The coffee shrubs used for international production are, most commonly, of two varieties; Arabica and Robusta. The beans grown will then be harvested and processed, to remove the seeds. Processing the bean involves either drying or washing the outer cherry away. Then, once left with the green bean, it is ready to be roasted, which is one of the most significant impacts on the flavour of your coffee. Depending on how your coffee is roasted will depend on the balance of sweetness, acidity, and the overall intensity of your cup. So, if you’re considering a sweet and nutty bean from Brazil, then when it comes to the roasting, you’ll want to make sure that the process supports the desired characteristics.
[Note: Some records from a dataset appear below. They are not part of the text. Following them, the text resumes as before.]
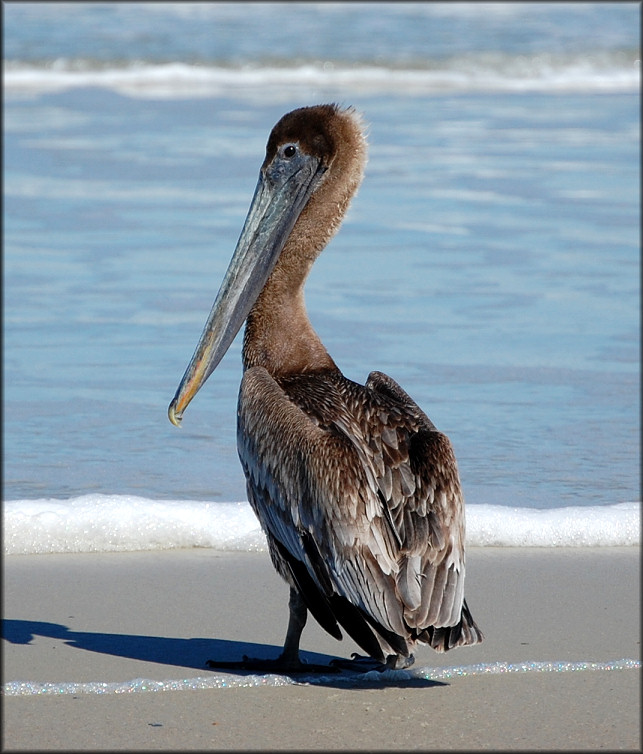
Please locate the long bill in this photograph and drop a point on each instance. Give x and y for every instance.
(280, 196)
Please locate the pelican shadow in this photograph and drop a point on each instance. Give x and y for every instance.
(185, 653)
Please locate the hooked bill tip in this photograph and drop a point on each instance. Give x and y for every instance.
(173, 416)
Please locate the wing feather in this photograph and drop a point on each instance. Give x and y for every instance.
(355, 483)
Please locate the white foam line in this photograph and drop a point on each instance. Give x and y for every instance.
(139, 685)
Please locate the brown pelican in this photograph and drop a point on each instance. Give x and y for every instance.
(356, 490)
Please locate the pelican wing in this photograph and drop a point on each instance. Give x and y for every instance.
(360, 499)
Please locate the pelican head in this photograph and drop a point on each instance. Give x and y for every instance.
(306, 148)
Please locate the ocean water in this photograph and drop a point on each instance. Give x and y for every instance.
(490, 262)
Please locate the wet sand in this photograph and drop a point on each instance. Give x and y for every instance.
(115, 617)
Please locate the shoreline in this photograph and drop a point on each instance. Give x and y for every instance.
(160, 615)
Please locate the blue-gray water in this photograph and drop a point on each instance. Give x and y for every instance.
(490, 262)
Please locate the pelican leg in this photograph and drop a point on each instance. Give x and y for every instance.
(288, 661)
(296, 623)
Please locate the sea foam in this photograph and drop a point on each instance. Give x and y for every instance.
(120, 523)
(474, 73)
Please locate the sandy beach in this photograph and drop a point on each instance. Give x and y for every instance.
(160, 616)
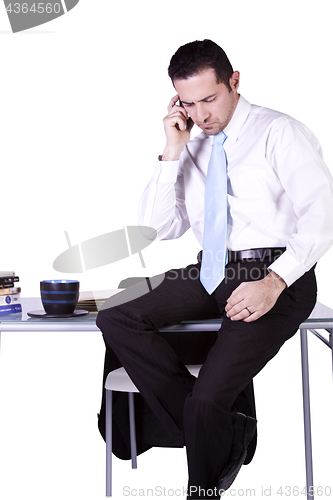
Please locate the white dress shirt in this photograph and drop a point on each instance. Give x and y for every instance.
(280, 192)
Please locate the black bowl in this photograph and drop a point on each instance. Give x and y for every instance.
(59, 296)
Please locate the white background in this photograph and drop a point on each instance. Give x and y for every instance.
(82, 101)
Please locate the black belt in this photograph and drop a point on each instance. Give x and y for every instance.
(256, 253)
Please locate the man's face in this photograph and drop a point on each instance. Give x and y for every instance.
(209, 104)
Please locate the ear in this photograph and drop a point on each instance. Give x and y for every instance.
(234, 81)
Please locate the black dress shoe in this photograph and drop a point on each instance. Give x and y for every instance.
(243, 431)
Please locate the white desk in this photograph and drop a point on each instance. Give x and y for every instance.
(320, 318)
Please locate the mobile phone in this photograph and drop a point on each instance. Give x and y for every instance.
(189, 122)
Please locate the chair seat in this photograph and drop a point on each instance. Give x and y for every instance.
(119, 380)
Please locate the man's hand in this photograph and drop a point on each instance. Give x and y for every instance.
(176, 131)
(253, 299)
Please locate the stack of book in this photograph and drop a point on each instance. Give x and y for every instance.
(10, 294)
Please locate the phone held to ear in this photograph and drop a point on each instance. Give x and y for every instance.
(189, 121)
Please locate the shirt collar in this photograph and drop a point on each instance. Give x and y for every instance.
(238, 119)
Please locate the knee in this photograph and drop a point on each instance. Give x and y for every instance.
(207, 403)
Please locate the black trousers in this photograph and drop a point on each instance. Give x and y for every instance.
(201, 411)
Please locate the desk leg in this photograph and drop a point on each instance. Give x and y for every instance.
(306, 414)
(331, 343)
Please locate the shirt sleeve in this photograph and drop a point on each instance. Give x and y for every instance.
(295, 154)
(162, 204)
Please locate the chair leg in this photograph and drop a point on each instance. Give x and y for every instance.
(108, 440)
(307, 414)
(132, 429)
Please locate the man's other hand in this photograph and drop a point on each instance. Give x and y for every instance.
(251, 300)
(176, 130)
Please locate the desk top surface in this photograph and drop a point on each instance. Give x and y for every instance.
(321, 317)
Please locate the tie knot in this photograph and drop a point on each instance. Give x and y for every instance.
(219, 138)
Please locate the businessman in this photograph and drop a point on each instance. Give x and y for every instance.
(255, 191)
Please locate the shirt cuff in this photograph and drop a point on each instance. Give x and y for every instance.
(166, 171)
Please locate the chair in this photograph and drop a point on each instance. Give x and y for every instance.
(119, 380)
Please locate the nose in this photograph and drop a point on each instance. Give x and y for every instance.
(202, 112)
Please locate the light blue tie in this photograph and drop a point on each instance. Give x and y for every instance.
(214, 255)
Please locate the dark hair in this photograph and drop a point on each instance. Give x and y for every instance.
(194, 57)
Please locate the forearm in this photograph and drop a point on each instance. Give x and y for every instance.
(162, 204)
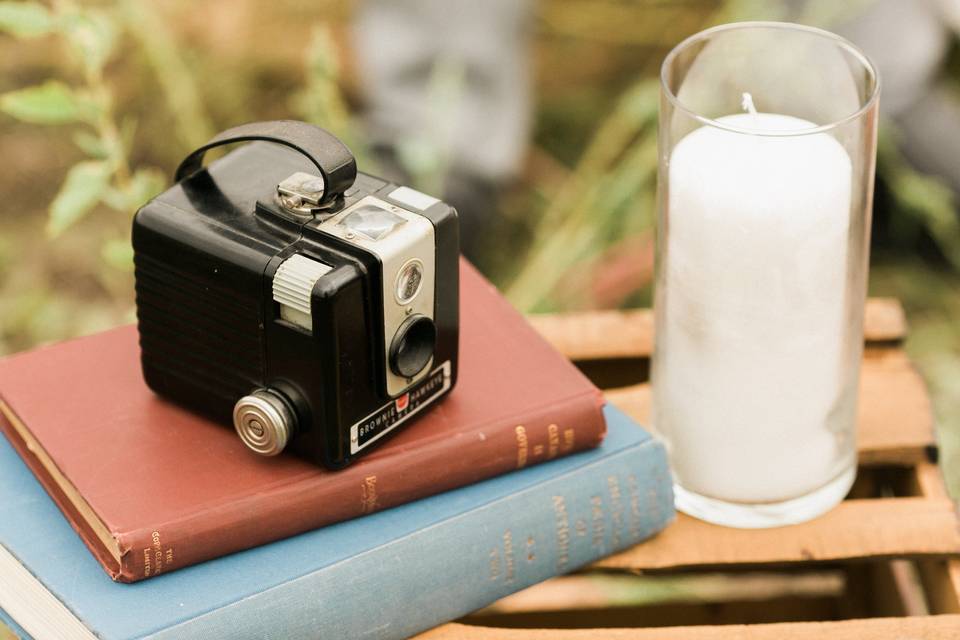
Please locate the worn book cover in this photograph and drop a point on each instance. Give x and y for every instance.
(381, 577)
(152, 487)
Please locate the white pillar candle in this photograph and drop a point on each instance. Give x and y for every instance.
(749, 383)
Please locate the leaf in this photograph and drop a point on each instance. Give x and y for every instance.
(80, 191)
(143, 185)
(25, 19)
(90, 144)
(92, 34)
(52, 102)
(118, 254)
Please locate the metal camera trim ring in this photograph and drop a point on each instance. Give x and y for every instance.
(400, 272)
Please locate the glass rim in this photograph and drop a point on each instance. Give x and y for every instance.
(840, 41)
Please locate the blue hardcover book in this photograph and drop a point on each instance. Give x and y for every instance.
(11, 627)
(387, 575)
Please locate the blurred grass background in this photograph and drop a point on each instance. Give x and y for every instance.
(102, 99)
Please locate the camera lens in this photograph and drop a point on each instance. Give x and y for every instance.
(412, 346)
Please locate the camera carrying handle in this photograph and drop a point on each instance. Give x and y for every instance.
(333, 159)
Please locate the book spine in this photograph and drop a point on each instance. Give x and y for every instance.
(462, 563)
(404, 476)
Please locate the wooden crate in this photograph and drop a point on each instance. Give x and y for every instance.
(883, 564)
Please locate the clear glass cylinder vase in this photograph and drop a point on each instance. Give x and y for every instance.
(767, 153)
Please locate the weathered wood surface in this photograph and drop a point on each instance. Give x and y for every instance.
(910, 537)
(941, 627)
(882, 528)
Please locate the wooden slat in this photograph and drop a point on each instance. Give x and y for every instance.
(887, 528)
(599, 335)
(943, 627)
(895, 423)
(590, 590)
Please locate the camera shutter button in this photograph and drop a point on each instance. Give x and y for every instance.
(264, 422)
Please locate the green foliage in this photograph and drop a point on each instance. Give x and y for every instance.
(25, 19)
(608, 196)
(80, 192)
(52, 102)
(321, 101)
(90, 35)
(922, 202)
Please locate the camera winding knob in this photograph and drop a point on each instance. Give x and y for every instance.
(264, 422)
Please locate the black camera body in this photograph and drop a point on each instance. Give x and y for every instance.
(313, 307)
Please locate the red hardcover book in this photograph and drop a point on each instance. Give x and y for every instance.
(152, 487)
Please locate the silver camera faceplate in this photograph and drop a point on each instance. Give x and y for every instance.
(399, 238)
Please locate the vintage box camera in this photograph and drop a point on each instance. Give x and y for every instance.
(313, 307)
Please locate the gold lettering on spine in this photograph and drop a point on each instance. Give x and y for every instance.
(596, 517)
(636, 516)
(508, 556)
(616, 511)
(155, 558)
(521, 446)
(553, 441)
(494, 563)
(368, 494)
(562, 523)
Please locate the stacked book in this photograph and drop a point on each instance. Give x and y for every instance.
(520, 475)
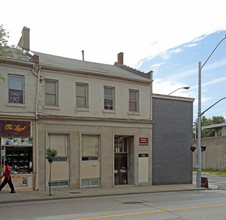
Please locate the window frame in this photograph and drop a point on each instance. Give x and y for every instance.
(85, 158)
(136, 100)
(56, 94)
(113, 98)
(86, 85)
(23, 88)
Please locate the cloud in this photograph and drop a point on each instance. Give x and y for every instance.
(210, 82)
(161, 86)
(191, 45)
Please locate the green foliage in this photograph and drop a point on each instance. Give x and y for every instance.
(208, 121)
(6, 50)
(50, 154)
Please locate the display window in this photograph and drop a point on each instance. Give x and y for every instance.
(18, 153)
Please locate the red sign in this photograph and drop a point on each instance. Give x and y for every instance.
(143, 141)
(14, 129)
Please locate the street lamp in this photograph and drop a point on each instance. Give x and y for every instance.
(185, 87)
(199, 158)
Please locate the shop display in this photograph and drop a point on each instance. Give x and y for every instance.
(18, 153)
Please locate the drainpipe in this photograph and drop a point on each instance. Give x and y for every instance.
(35, 187)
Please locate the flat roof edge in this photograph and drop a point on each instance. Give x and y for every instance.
(179, 98)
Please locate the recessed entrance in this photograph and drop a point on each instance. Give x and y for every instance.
(123, 160)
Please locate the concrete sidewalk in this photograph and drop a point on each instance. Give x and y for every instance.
(68, 193)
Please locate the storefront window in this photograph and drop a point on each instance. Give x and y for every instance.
(18, 153)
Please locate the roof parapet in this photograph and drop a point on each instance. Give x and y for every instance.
(24, 41)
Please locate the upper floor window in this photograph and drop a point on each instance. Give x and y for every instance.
(109, 98)
(16, 89)
(81, 95)
(51, 88)
(90, 147)
(133, 100)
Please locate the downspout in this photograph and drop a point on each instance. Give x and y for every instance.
(35, 187)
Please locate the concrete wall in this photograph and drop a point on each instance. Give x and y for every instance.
(215, 155)
(172, 139)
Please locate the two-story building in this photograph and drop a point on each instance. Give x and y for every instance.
(97, 116)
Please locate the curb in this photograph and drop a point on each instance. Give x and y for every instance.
(98, 195)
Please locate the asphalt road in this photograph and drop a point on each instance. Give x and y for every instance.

It is generally understood that each coffee producing country has certain profiles and, aside from certain microclimates, this is mostly true. A coffee bean grown in Brazil is likely going to have a chocolaty and nutty taste, with an underlying sweetness. Ethiopia, depending on the processing method, will oftentimes have a fruity or floral taste, with berry-like notes. Despite its proximity to Ethiopia, Kenya has a strong and distinct flavour sometimes described as tomato-y, marrying a sweet and savoury taste. On the other end of the flavour wheel, an actual diagram often used for profiling, is Indonesia coffee that is renowned for its darker and earthy flavour. There’s also Panama’s Geisha, one of the most infamous and desirable type of coffee. It is an expensive coffee due to its production but it produces a notably complex flavour of sweet fruitiness that is favoured by many.